And how can it relate to my startup’s fundraising?

Fairmint Files #7: What is Regulation S?

Regulation S is a safe-harbor exemption to the Securities Act of 1933 allowing for the sale of equity securities to investors outside of the United States. Use of the Reg S exemption is non-exclusive, meaning that a Reg S offering can run alongside offerings made under different safe-harbor exemptions, such as Regulation D.

As part of the Regulation S requirement that the investment offer and sale must only be made to investors that are outside the US, the issuer must ensure that US investors are not shown the non-US investor terms. The offering must also include clear restriction disclosures indicating that the securities are not available for sale to US investors.

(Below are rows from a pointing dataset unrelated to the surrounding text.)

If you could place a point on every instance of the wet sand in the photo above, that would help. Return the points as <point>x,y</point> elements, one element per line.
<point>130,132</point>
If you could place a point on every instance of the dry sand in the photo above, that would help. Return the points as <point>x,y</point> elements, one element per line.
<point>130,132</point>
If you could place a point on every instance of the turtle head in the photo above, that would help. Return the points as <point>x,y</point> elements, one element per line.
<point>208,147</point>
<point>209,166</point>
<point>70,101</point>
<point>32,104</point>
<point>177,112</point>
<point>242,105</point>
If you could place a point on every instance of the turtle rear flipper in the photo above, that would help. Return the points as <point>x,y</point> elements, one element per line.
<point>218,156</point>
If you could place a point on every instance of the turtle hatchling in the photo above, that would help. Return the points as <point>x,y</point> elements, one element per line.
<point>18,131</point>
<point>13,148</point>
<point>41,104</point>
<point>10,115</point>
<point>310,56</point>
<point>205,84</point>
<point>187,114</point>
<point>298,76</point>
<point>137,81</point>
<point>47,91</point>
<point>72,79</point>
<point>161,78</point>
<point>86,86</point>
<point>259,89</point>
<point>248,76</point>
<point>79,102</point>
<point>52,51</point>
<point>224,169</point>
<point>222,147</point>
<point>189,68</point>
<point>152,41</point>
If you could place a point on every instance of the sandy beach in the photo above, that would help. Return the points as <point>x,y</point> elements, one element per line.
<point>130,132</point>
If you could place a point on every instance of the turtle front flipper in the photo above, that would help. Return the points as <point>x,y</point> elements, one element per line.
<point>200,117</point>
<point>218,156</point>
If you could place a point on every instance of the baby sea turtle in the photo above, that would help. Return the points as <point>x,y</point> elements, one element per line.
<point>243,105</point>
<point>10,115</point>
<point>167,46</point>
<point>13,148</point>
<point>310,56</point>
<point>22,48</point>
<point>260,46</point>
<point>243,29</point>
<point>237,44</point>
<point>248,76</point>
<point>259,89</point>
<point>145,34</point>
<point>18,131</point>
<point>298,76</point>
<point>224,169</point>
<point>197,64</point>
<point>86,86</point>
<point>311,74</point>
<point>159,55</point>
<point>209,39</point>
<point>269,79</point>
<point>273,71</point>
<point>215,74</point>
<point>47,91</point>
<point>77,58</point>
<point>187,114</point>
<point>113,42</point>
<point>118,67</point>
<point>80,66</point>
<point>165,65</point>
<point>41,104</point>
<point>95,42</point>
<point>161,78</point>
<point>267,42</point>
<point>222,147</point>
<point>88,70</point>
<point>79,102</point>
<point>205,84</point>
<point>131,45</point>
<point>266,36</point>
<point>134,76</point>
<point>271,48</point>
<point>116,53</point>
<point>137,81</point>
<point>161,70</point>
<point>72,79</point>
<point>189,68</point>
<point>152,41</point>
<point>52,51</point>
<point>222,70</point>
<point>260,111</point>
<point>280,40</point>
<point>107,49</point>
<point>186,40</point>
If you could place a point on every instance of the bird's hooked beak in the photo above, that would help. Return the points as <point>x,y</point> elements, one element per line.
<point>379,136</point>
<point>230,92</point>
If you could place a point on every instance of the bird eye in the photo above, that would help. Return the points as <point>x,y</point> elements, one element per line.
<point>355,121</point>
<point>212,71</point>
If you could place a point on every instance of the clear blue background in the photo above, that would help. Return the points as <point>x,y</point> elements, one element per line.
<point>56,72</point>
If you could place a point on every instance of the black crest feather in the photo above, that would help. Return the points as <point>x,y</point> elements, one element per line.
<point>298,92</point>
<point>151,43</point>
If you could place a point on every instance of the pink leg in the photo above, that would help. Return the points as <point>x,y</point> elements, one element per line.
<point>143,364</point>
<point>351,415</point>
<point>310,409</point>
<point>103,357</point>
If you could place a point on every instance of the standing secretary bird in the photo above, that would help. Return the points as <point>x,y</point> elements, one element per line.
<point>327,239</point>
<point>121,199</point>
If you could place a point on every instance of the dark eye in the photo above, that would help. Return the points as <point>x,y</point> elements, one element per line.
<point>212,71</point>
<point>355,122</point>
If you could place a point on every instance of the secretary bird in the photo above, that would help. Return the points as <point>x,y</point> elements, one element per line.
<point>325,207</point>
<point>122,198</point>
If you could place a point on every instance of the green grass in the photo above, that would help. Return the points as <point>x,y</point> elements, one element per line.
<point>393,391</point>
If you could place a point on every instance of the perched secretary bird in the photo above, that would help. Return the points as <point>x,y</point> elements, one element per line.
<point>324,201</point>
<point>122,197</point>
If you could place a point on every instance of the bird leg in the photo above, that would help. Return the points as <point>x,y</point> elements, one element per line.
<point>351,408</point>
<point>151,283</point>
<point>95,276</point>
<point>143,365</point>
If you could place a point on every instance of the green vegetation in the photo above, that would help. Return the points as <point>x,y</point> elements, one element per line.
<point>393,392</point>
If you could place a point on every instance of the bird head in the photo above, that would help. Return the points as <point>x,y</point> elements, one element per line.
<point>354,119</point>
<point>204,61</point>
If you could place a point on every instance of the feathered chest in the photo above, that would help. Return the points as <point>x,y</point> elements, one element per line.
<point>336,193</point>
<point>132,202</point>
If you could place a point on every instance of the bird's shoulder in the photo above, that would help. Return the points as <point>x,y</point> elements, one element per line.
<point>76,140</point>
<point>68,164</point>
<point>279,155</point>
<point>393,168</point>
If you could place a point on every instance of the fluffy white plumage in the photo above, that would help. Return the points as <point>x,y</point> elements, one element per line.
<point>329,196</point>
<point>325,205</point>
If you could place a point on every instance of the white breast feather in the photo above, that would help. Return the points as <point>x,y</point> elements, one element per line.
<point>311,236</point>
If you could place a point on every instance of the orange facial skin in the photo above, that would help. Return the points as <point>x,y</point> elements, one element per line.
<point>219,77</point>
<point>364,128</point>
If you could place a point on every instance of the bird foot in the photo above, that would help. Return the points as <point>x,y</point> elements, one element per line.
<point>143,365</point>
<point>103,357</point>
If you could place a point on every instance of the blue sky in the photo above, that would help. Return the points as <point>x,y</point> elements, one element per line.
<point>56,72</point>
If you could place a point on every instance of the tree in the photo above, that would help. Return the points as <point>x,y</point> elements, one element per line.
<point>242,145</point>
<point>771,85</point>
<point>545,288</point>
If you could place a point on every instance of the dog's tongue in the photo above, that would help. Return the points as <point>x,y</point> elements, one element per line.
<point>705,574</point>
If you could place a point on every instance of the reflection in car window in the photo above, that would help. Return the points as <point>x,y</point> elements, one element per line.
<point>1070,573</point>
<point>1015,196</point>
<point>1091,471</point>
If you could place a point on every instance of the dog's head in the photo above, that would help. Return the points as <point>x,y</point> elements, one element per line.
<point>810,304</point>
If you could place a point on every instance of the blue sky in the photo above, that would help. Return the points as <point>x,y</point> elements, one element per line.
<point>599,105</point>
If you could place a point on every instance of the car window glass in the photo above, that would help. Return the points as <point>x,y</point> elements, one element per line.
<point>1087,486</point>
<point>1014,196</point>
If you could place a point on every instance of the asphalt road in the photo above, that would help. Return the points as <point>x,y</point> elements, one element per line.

Importantly, conducting an offering under Reg S does not give the issuer a blanket right to promote its offering in non-US jurisdictions. In order to conduct directed selling efforts in a given non-US jurisdiction, the issuer may still need to register the offering in the non-US jurisdiction targeted by their offering.

One of the key issues that the SEC is concerned about with Reg S is the potential for “flowback”, whereby securities sold outside of the United States could then return to the US through a resale process. As such, the limitations regarding resales, broken into three categories of potential transactions, are thoroughly covered in the SEC’s discussion of the regulation.

Finally, do note that Reg S is only applicable to the issue of securities registration. This means that it does not shield an issuer from any fraud liability or any potential investor information requirements such as those associated with the 1934 Exchange Act or the 1940 Investment Company Act.